As coisas começaram a mudar pertinho dos 40 minutos da primeira etapa. Pela velha história de que quem está jogando atrás é sempre refém de qualquer erro. Aos 35 minutos, o Inter achou uma boa combinação pela esquerda, com Borré caindo pela beirada e Bernabei infiltrando no espaço liberado para finalizar. Ao tentar cobrir este erro de posicionamento, Bruno Fuchs chegou atrasado e simplesmente deu um chute no lateral esquerdo colorado dentro da área. Pênalti claro. Na cobrança, Alan Patrick, a referência vermelha, abriu o placar aos 37 minutos. E a história não parou por aí. No lance seguinte, novamente a zaga atleticana vacilou. Bruno Fuchs, de novo vilão, perdeu uma disputa aérea para o vento após uma cobrança de lateral e deixou a bola livre para Wesley, que acionou Borré. O colombiano venceu com facilidade a disputa com Igor Rabello e apenas rolou para Bernabei, infiltrando como um raio nas costas do inexistente Saravia, chutar com força e ampliar o placar aos 39 minutos. Infelicidade do sistema defensivo alvinegro com falhas graves, felicidade do ataque colorado com um Bernabei inspirado como de costume.
Nos últimos minutos da etapa inicial, já com a desvantagem dupla no placar, o Atlético naturalmente se jogou para cima. Como não tinha meias construtores por dentro, naturalmente optou pelas beiradas para tentar se aproximar e fazer diagonais ou cruzar. Apesar da falta de coordenação, incomodou pela velocidade de Alisson e Rubens. Teve algumas boas inversões. E em uma das chegadas do lateral esquerdo, acertou uma bola na trave em que, na sobra, Eduardo Vargas sofreu pênalti de Thiago Maia. Na cobrança, o próprio chileno descontou para o Galo no placar aos 47 minutos. Lampejo ofensivo pela qualidade individual mesmo dos reservas do Galo, momento em que o vacilo defensivo foi para o lado do Internacional. Jogo foi aberto para o intervalo.
O segundo tempo tinha tudo para pegar fogo. O Galo viria para cima e o Internacional teria potencial de resposta com a entrada de Bruno Tabata no lugar de Gabriel Carvalho. Mas virou água. Uma chuva torrencial mudou os rumos do jogo. Com uma drenagem insuficiente na Arena MRV, o campo ofensivo colorado e defensivo atleticano virou um banhado em que futebol era praticamente inviável de se praticar. Do outro lado, menos afetado, ainda assim havia uma parte em que a água também atrapalhava. A partida deixou de ser tática e técnica, e virou física e mental. E teve pouquíssima fluência, criação ou emoção.
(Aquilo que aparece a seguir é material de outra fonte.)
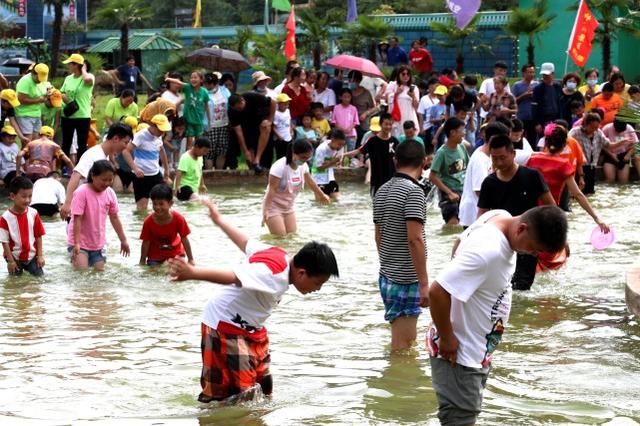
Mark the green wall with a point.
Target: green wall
(552, 44)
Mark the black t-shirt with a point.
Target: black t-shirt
(381, 154)
(517, 196)
(256, 110)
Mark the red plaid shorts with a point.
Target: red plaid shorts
(233, 360)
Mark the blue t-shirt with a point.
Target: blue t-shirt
(129, 76)
(524, 107)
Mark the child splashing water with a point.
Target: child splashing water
(92, 203)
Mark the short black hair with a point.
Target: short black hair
(337, 134)
(119, 129)
(452, 124)
(161, 191)
(201, 143)
(18, 183)
(548, 224)
(316, 259)
(410, 153)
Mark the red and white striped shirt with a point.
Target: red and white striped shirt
(21, 231)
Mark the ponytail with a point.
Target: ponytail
(300, 146)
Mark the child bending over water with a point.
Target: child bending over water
(92, 203)
(233, 319)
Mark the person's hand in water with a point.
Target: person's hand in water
(179, 269)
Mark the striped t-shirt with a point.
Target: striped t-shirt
(397, 201)
(20, 231)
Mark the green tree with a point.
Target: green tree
(124, 14)
(530, 22)
(614, 17)
(456, 38)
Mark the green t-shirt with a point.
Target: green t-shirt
(194, 103)
(116, 112)
(451, 166)
(191, 171)
(76, 90)
(32, 89)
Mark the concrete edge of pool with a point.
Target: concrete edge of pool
(632, 290)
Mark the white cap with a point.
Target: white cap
(547, 68)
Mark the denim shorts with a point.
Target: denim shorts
(399, 299)
(94, 256)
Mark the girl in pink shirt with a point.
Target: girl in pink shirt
(92, 203)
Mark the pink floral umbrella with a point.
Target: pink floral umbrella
(348, 62)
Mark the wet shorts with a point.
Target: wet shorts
(233, 360)
(94, 256)
(399, 299)
(459, 391)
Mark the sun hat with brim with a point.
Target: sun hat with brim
(47, 131)
(8, 130)
(10, 96)
(282, 98)
(75, 58)
(162, 122)
(441, 90)
(42, 70)
(374, 124)
(259, 76)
Diante do panorama inusitado, os dois técnicos agiram para deixarem seus times mais preparados para um confronto físico. Milito colocou suas peças altas no ataque, seja o zagueiro Igor Rabello ou o Mauricio Lemos, que entrou apenas para isso. Roger, por sua vez, respondeu colocando Rogel, defensor alto e forte, no lugar de Wesley, jogador de futebol rasteiro, do drible e da condução de bola. O cenário, na realidade, teria tudo para favorecer o Galo. Primeiro, porque seu lado ofensivo do campo, não estava tão encharcado. Segundo, porque com gente alta, seu chuveirinho, muito propício em um toró d’água, poderia dar resultado. Contudo, na prática foi bem diferente. Sem gente com bom trato com a bola no meio-campo, nem cruzar o Galo conseguiu muito. E quando fez, de longe da área, facilitou os cortes frontais para a zaga do Internacional. Milito fez o óbvio por um lado, mas esqueceu que a bola precisaria chegar para estas torres que tentavam cabecear lá na frente.
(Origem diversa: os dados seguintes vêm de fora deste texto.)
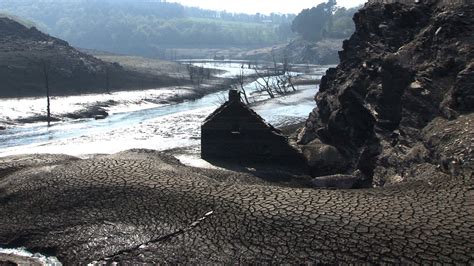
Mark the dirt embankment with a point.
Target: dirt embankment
(26, 54)
(400, 105)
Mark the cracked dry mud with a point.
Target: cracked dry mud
(144, 206)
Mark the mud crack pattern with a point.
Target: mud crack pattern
(86, 210)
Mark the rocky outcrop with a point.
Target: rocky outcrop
(27, 53)
(402, 92)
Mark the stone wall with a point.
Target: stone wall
(235, 132)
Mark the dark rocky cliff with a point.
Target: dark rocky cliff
(400, 104)
(23, 51)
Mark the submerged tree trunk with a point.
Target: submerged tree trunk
(46, 84)
(107, 80)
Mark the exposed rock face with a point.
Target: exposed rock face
(25, 53)
(404, 84)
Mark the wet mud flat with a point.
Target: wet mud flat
(145, 206)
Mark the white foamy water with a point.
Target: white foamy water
(137, 120)
(124, 101)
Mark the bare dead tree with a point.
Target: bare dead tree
(240, 78)
(265, 86)
(107, 80)
(45, 67)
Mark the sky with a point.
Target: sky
(262, 6)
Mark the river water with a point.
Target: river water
(137, 122)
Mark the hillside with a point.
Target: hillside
(25, 54)
(400, 105)
(149, 28)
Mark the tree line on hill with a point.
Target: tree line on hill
(143, 27)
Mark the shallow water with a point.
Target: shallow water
(137, 123)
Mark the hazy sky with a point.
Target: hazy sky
(262, 6)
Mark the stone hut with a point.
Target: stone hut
(234, 132)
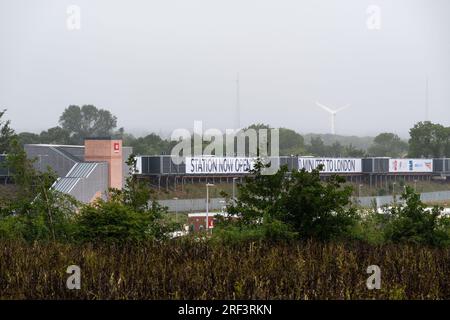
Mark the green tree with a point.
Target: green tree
(6, 133)
(87, 121)
(299, 200)
(291, 143)
(429, 140)
(28, 138)
(37, 212)
(130, 214)
(388, 145)
(316, 147)
(414, 223)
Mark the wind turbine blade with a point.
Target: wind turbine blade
(342, 108)
(325, 107)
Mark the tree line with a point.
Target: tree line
(279, 207)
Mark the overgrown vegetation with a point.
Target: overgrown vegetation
(198, 270)
(289, 236)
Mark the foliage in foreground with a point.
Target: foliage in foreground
(198, 270)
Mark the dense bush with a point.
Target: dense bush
(302, 202)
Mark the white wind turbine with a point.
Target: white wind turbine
(333, 114)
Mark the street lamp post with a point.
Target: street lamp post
(207, 203)
(40, 160)
(176, 208)
(234, 189)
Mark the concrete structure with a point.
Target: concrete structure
(110, 151)
(197, 221)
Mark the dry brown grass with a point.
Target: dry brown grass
(190, 270)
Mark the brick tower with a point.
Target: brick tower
(106, 150)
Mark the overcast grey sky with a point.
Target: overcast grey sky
(160, 65)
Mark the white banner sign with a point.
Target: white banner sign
(410, 165)
(331, 165)
(218, 165)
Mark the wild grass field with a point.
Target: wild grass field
(197, 270)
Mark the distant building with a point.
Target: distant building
(197, 221)
(85, 172)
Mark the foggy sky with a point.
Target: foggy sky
(160, 65)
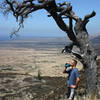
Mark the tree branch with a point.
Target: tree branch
(89, 16)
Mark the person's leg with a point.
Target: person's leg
(72, 94)
(68, 93)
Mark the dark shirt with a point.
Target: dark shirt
(73, 75)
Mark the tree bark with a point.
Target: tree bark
(88, 59)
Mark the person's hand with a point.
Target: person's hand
(73, 86)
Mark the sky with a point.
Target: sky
(38, 24)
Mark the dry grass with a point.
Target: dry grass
(49, 62)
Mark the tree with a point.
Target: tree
(77, 34)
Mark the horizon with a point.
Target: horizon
(38, 24)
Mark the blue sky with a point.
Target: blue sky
(38, 24)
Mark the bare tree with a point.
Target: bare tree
(77, 33)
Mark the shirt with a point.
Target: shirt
(73, 75)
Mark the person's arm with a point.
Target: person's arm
(77, 80)
(64, 71)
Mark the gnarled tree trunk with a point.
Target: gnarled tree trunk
(79, 35)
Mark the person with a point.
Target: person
(73, 78)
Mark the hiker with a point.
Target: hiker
(73, 78)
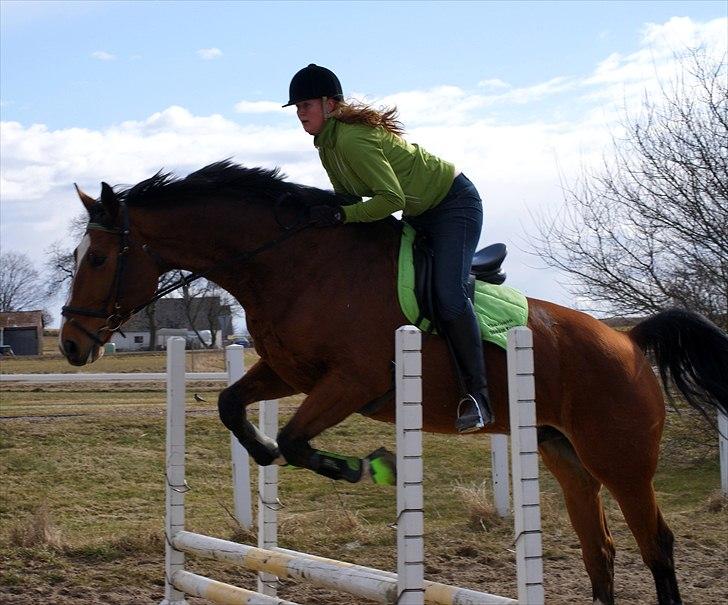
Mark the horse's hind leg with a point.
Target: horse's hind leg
(581, 492)
(654, 537)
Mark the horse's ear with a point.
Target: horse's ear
(109, 201)
(85, 198)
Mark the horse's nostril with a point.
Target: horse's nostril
(69, 348)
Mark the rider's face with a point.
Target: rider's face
(311, 114)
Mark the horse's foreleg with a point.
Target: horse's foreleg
(328, 404)
(581, 492)
(258, 384)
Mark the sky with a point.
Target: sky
(521, 96)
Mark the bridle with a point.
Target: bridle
(112, 309)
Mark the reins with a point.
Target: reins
(116, 319)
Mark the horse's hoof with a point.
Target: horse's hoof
(382, 467)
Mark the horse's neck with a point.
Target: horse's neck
(196, 238)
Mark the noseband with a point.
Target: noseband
(116, 318)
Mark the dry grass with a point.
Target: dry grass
(98, 538)
(479, 505)
(37, 530)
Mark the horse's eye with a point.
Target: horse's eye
(95, 260)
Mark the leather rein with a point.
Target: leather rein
(116, 318)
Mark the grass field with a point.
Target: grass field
(81, 508)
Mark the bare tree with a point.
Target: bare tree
(20, 284)
(200, 311)
(59, 262)
(649, 229)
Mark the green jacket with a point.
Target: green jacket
(372, 162)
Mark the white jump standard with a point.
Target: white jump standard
(408, 586)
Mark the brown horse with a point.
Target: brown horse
(322, 307)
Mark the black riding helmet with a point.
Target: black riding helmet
(314, 82)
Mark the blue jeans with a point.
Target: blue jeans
(453, 227)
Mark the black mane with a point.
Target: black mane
(225, 179)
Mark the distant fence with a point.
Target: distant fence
(234, 360)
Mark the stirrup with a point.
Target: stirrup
(468, 427)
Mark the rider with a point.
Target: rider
(365, 156)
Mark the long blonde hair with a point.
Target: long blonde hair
(356, 112)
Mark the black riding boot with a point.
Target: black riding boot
(474, 411)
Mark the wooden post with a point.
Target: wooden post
(524, 461)
(410, 515)
(268, 497)
(242, 501)
(176, 485)
(499, 474)
(723, 436)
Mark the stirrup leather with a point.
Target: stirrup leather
(479, 423)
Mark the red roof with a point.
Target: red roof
(21, 319)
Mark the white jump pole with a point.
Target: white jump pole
(242, 501)
(268, 503)
(409, 584)
(176, 486)
(499, 474)
(410, 514)
(524, 466)
(723, 437)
O Internacional, por sua vez, administrou bem a vantagem que tinha. Mesmo com o riacho em seu campo de ataque, soube gastar muito tempo prendendo a bola por lá. Até pela situação do campo, não era fácil de trabalhar a pelota, o que dificultava a criação, mas favorecia o time a ganhar tempo, pois era ruim até para o Atlético recuperar a posse e sair jogando. Nesse panorama, o time de Roger fazia lançamentos, conduções e aproximações para impedir o rival de monopolizar os ataques. Além de tudo, ainda se mantinha perto da área para eventualmente usar do banhado para uma bola sobrar livre e gerar um gol. Na prática, perdeu algumas chances na área justamente por isso, sem conseguir finalizar. Mas no fim do jogo, finalmente tirou proveito: Bernabei aproveitou de um escorregão de Paulo Vitor e cruzou para Bruno Tabata matar a partida com o gol derradeiro aos 42 minutos. Recompensa ao colorado que nunca deixou de atacar mesmo com a dificuldade para jogar em meio à água. No segundo tempo, mesmo em vantagem, finalizou sete vezes, contra apenas três do Galo.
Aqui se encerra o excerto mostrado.